Thanks to Bamboe for his instructions.

----------

## vdboor

If all you need to change is a ./configure option, why wouldn't you suggest a patch for the ebuild?  :Confused: 

----------

## SuperSheep

As far as I know, this option only exists in the CVS versions of tcl/tk.  I haven't looked into it, but now I will.  Thanks.

----------

## pagal

any updates on this? any chances of an ebuild?

thanks.

----------

## SuperSheep

I was going to get started on it, then <laughs> my hard drive died on me.  I've spent the last few weeks trying to get my system back into working order.  Your post has reminded me about it though.

----------

## lokojones

something about the inject... when a new version of tcl or tk apperas in the portage and we do a emerge -uD world, portage will download it.. can we do something for this?

----------

## FGA

 *lokojones wrote:*   

> something about the inject... when a new version of tcl or tk apperas in the portage and we do a emerge -uD world, portage will download it.. can we do something for this?

 

Yes, you can add this to /etc/portage/package.mask (create the dir if it not exists)

```
# echo "<>dev-lang/tcl-8.3.4" >> /etc/portage/package.mask

# echo "<>dev-lang/tk-8.3.4-r1" >> /etc/portage/package.mask
```

The versions are the same than when we did emerge -i (the 7th)

Then, when you do an emerge -u world, versions smaller than and bigger than those will be masked and portage won't upgrade them.

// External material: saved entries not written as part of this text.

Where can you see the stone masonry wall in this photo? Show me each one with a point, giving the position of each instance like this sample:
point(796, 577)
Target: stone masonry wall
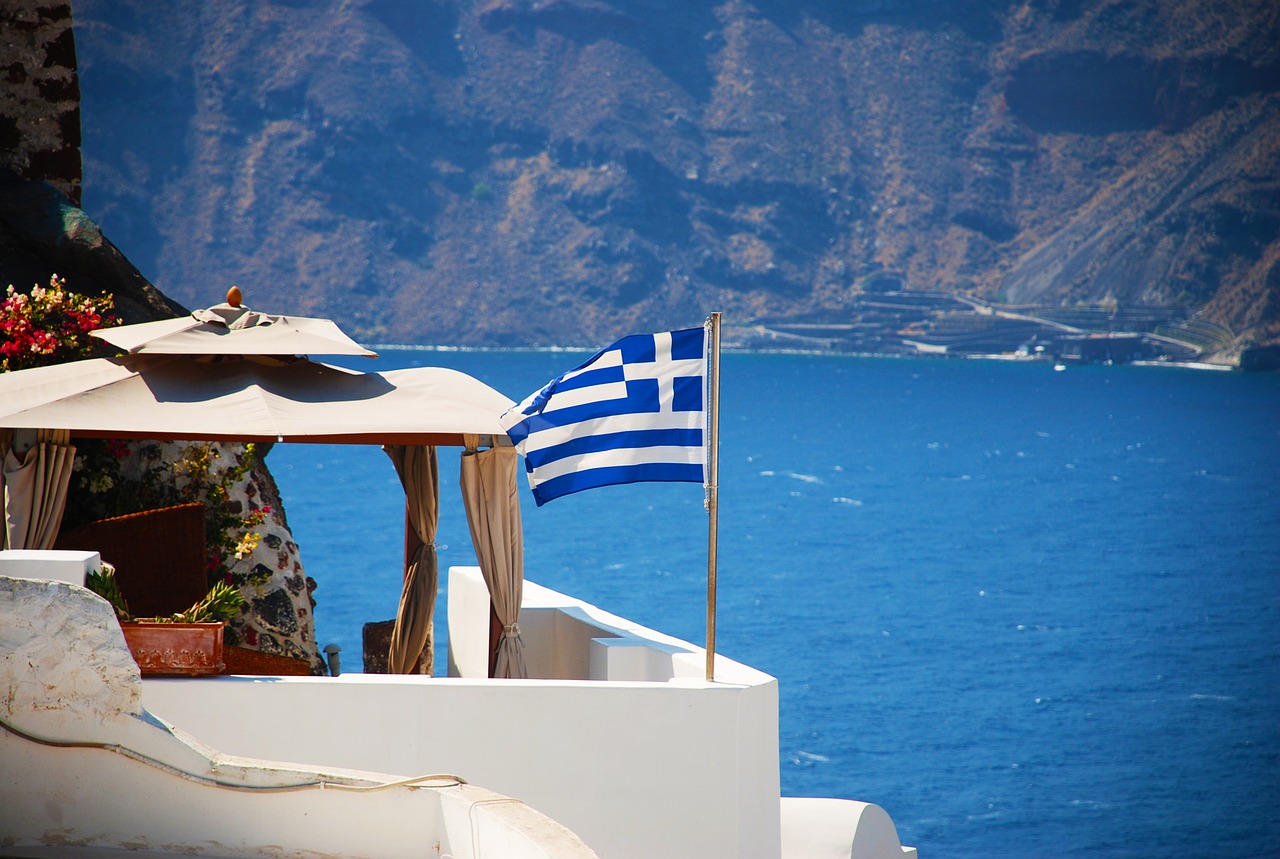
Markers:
point(40, 127)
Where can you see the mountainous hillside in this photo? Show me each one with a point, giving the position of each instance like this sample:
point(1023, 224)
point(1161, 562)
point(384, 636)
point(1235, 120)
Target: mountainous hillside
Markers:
point(534, 172)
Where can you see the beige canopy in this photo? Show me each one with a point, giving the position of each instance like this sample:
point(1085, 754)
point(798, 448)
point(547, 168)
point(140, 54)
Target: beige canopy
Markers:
point(205, 394)
point(248, 398)
point(233, 329)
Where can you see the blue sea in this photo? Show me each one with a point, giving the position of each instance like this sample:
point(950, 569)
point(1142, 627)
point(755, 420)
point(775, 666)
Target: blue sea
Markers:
point(1028, 612)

Sorry my english  :Rolling Eyes: 

----------

## lokojones

Don't worry for your english.. yo tb soy español xDD

Umh, I removed tcl/tk cvs from my computer, because I got some problems in aMsn.. for example, it didnt autoscroll for me  :Sad: 

Is there any way to do this with unstable ebuild of them?

----------

## Bamboe

Hello all,

I just wanted to point out that the instructions above (which are derived from the ones I posted originally in another thread) are certainly not the easiest!

The trick with the symbolic links and the insertion of stub ebuilds is not needed if you make a little change to the main amsn tcl script.

So here are some new instructions to get it working:

1) Go here and grab a copy of CVS snapshots of tcl and tk. Save them in your home. 

2) Go to your home, and untar the packages. 

```

tar xvzf tcl-<date> && tar xvzf tk-<date>

```

3) Become root, and initialise your environment: 

```

su

source /etc/profile

```

4) Compile and install tcl:

```

cd tcl/unix

./configure --prefix=/usr && make && make install

```

5) Compile and install tk with Xft support:

```

cd ../../tk/unix 

./configure --prefix=/usr --enable-xft && make && make install

```

6) Run ldconfig:

```

ldconfig

```

6) Edit your amsn main script (/usr/bin/amsn I guess, don't know for sure when gentoo puts this by default), and change the first line from

```

#!/usr/bin/env wish

```

to

```

#!/usr/bin/env wish8.5

```

That's it, the main advantage is that you don't have to do anything with your old tcl/tk installation and that both the old stable as the new unstable tcl/tk can happily coexist on the same machine. This means that there will be no problems when a new stable build of the 8.4 branch shows up in portage, you can safely update it without affecting the cvs version (which is the 8.5 development branch).

So other tcl/tk apps (like the linux 2.4.x xconfig dialog) keep using the stable tcl/tk version while amsn can use the unstable version with truetype anti-aliased fonts. 

The only disadvantage is that you have to edit the amsn script each time a new version of amsn comes out.Last edited by Bamboe on Wed Sep 29, 2004 11:30 am; edited 2 times in total

----------

## lokojones

Hey, you made some mistakes writing the commands.. its ./configure --prefix=/usr and &&, not &  :Razz: 

----------

## Bamboe

You are right, I fixed it, thanks!

----------

## lokojones

this is much better than overwriting old tcl/tk.. but still one problem Why doesnt amsn autoscroll work in conversations? it not very nice to scroll down every word :p 

How did u fix it?

----------

## FGA

lokojones, the autoscrolling bug is now fixed in cvs, you can download the cvs tarball: http://amsn.sf.net/amsn_cvs.tar.gz, or you can wait the next version 0.94, wich probably will be released this weekend.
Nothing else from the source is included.